[ovs-dev] [PATCH] VxLAN-gpe implementation
Hannes Frederic Sowa
hannes at redhat.com
Wed Jun 8 22:20:16 UTC 2016
On 08.06.2016 23:21, Alexander Duyck wrote:
> On Wed, Jun 8, 2016 at 12:46 PM, Hannes Frederic Sowa <hannes at redhat.com> wrote:
>> On 08.06.2016 17:38, Alexander Duyck wrote:
>>> On Wed, Jun 8, 2016 at 7:48 AM, Hannes Frederic Sowa <hannes at redhat.com> wrote:
>>>> On 08.06.2016 14:51, Jiri Benc wrote:
>>>>> On Mon, 6 Jun 2016 14:22:58 -0700, Jesse Gross wrote:
>>>>>> On Sat, Jun 4, 2016 at 6:39 AM, Yi Yang <yi.y.yang at intel.com> wrote:
>>>>>> [...]
>>>>>>> datapath/vport-netdev.c | 3 +-
>>>>>>> datapath/vport-vxlan.c | 17 ++-
>>>>>>
>>>>>> These changes aren't upstream yet. Please do that before backporting them here.
>>>>>>
>>>>>> However, the changes to vport-vxlan.c are modifying compatibility code
>>>>>> that shouldn't be extended further. Instead, just use the existing
>>>>>> VXLAN netlink interfaces that have already been created to enable
>>>>>> these features.
>>>>>>
>>>>>> There is also a number of other patches to the OVS kernel module/VXLAN
>>>>>> that have not been backported. Pravin started doing this work but it
>>>>>> hasn't been applied yet. In general, I think it makes sense to
>>>>>> backport patches in order so that the diffs of the patches match those
>>>>>> of upstream.
>>>>>>
>>>>>> Finally, I have a question about receive side offloading with
>>>>>> VXLAN-gpe. This is primarily an upstream issue but is present in the
>>>>>> code being backported here as well. The VXLAN code sets up receive
>>>>>> offloads for all ports regardless of whether they are classic VXLAN or
>>>>>> L2/L3 GPE and expects NICs to parse the packets. I don't think this is
>>>>>> safe because there are a number of NICs out there that predate the
>>>>>> existence of GPE and therefore won't do this parsing correctly. I
>>>>>> think that it is necessary to disable receive offloading for
>>>>>> non-Ethernet VXLAN-GPE unless the offloading interface is extended.
>>>>>
>>>>> Coincidentally, I was talking about this with Hannes a few days ago.
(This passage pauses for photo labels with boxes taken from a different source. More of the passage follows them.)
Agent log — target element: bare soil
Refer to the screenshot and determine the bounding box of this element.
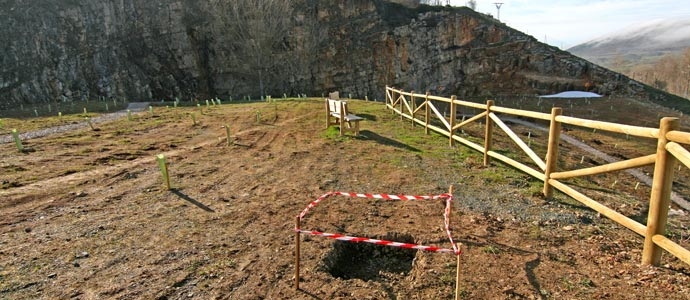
[0,100,690,299]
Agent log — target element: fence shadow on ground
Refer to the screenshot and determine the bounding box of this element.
[170,189,215,212]
[357,130,421,152]
[357,113,378,121]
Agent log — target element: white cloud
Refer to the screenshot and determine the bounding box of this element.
[451,0,690,48]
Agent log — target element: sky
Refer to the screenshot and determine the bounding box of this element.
[450,0,690,49]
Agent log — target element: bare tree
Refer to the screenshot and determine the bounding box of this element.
[227,0,293,96]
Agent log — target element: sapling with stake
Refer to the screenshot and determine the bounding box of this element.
[12,129,24,152]
[222,124,232,146]
[84,117,96,130]
[156,154,170,190]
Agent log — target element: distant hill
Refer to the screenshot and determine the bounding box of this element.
[567,18,690,72]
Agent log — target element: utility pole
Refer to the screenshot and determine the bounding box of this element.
[494,2,503,21]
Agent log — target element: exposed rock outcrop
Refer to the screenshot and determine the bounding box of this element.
[0,0,676,110]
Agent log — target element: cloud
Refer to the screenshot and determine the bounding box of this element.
[451,0,690,48]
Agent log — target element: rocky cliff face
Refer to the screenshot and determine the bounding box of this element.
[0,0,668,106]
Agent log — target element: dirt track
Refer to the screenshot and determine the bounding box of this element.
[0,101,690,299]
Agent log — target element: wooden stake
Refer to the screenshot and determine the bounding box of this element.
[455,254,460,300]
[448,95,457,147]
[642,118,680,266]
[424,91,430,135]
[295,216,301,290]
[448,184,460,300]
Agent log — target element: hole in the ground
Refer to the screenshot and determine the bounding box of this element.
[323,233,417,281]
>>>>> I'm adding him to CC.
>>>>>
>>>>> I guess you're referring to ndo_add_vxlan_port, right? I agree that
>>>>> this interface needs changes, especially considering that we know
>>>>> whether the UDP port belongs to VXLAN or VXLAN-GPE. But from my
>>>>> understanding of how drivers use this callback, the worst thing that
>>>>> could happen is suboptimal generation of rx hashes and thus steering
>>>>> the packets to a different receive queue than in the optimal case.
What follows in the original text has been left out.